Today there is some 'spark' missing with modern AI. There is some trick to bringing all the bits together to create an artificial mind which can engage with humanity as a peer. Assuming naturalism then this spark is potentially achievable (the obverse being that assuming a supernatural then we could have problems). Raymond Kurzweil in his book, The Singularity is Near, has presented a compelling argument based on the brute force of sheer computations per second and on storage and our technological advances (Moores Law) but I believe that we can shortcircuit having to wait the next 35 years until 2045 or so when he predicts that we would have sufficient bangs per buck to replicate a human brain in silicon. Kurzweil is aware that software develops at a lot slower rate and this is where I think my proposal adds value.

My proposal is that one approach that will work is through using genetic algorithms to design the mind using an artificial world with a fitness test being the design of a human mind. There may be better designs but humans are the least alien design that we can relate to, though this is assuming we wish to interact with these minds as equals and I do not see why this cannot be so (religious and other cultural prejudices aside). The word design is used in the sense of the blindly evolved structure that we have to date. It is a design but evolution is the designer.

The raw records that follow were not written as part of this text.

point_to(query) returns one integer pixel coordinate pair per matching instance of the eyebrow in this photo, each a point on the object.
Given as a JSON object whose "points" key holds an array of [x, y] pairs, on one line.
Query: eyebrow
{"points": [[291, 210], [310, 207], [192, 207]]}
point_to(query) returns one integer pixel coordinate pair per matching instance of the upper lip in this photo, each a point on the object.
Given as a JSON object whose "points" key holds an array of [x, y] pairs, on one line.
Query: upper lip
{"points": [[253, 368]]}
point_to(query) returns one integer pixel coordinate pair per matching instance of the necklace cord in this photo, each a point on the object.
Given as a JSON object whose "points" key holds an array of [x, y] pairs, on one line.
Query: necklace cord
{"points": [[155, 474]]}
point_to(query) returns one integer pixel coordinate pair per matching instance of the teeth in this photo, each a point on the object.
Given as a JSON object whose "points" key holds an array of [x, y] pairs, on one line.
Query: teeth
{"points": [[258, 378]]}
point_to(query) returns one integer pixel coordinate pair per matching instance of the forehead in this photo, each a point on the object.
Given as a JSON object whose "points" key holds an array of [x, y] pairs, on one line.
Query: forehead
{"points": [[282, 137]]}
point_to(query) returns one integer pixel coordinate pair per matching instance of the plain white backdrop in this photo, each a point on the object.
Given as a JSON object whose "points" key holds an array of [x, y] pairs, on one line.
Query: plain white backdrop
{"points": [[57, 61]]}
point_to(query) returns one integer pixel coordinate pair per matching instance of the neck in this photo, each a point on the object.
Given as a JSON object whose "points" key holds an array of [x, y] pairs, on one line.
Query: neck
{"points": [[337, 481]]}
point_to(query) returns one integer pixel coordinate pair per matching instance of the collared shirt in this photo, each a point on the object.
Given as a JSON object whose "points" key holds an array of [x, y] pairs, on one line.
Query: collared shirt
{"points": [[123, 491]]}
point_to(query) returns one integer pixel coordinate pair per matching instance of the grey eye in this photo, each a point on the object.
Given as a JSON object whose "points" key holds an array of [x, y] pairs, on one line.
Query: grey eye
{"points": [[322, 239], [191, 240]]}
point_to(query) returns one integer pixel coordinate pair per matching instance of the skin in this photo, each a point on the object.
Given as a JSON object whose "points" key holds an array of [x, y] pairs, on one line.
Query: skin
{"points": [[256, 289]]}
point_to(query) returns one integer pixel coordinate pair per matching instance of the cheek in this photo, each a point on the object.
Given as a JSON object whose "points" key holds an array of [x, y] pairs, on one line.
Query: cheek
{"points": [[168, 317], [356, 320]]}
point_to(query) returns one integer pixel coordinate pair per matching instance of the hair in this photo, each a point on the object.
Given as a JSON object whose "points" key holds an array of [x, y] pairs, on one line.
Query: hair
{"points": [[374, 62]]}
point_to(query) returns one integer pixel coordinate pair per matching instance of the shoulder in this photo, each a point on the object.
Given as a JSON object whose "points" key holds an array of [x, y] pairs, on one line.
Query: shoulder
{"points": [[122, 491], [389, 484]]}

Thus if we used an artificial world which ran at many times real-time we could play-forward an evolutionary tree of life until we found a concious mind within a round of investor funding (or other such short lived period ;) . Ideally as our technology got better there would be a convergence of design of a concious mind with the low-cost technology at or even before the predicted dates. We can almost guarantee that the hardware will deliver as to date there has not been any lapse in the growth of storage or in CPU but software certainly runs at human development speeds and the future is less clear for that.

The problems are that,

- we do not know enough about the human mind to allow it to fully be useful as a template to select an AI mind,

- I'm uncertain of the timeframes needed. If we expect reasonable results in 5-10 years then this needs a near billion:1 i.e. 1 second wall time needs to simulate a billion seconds AI world time if we assume a 5 billion year evolutionary cycle. If we assume we have a mechanism for replication we can short-circuit the design to the last few hundred million years. That on the face of it looks do-able on clusters but it feels hard as many have found as you increase the resolution of what you are simulating is increased. Maybe that we simulate at a constant rate and low resolution of interactions and then as CPU grows over the next 5 years we increase the resolution as the cluster grows in size.

- Are we ready for what we create ? I'm confident we could easily extend existing human rights legislation to cover AI minds and that this could also be useful as a stalking horse in regimes that currently deny human rights but lets face facts: even the UK only completed human rights legislation in 1998/2000 whilst the US was actively segregating humans based on color less than 40 years ago, and those are post-Enlightenment 1st world nations. Many religions would also have problems with extending rights to AI minds and would actively destroy or deny rights to AI minds as they deny rights to humans.

Overall I feel that it would be a short sharp shock to humanity and a welcome change. I am of the opinion that robots need not be necessarily mindless if we do not want slaves any more than we would consider humans to be mindless unless we wanted slaves. There are graduations of intelligence and existing Animal Rights laws (using the model of the New Zealand Animal Welfare Act 1999), plus the proposed suggestions on the Great Apes Project plus the 1948 UN Universal Declaration of Human Rights can be applied to a wide variety of machine intelligences from cat/dog scale pet-like autonomous machines through to thinking machines.

Or naturalism is wrong and we need a supernatural soul. Without evidence of such a soul it looks unlikely that the supernatural is relevant to this engineering problem.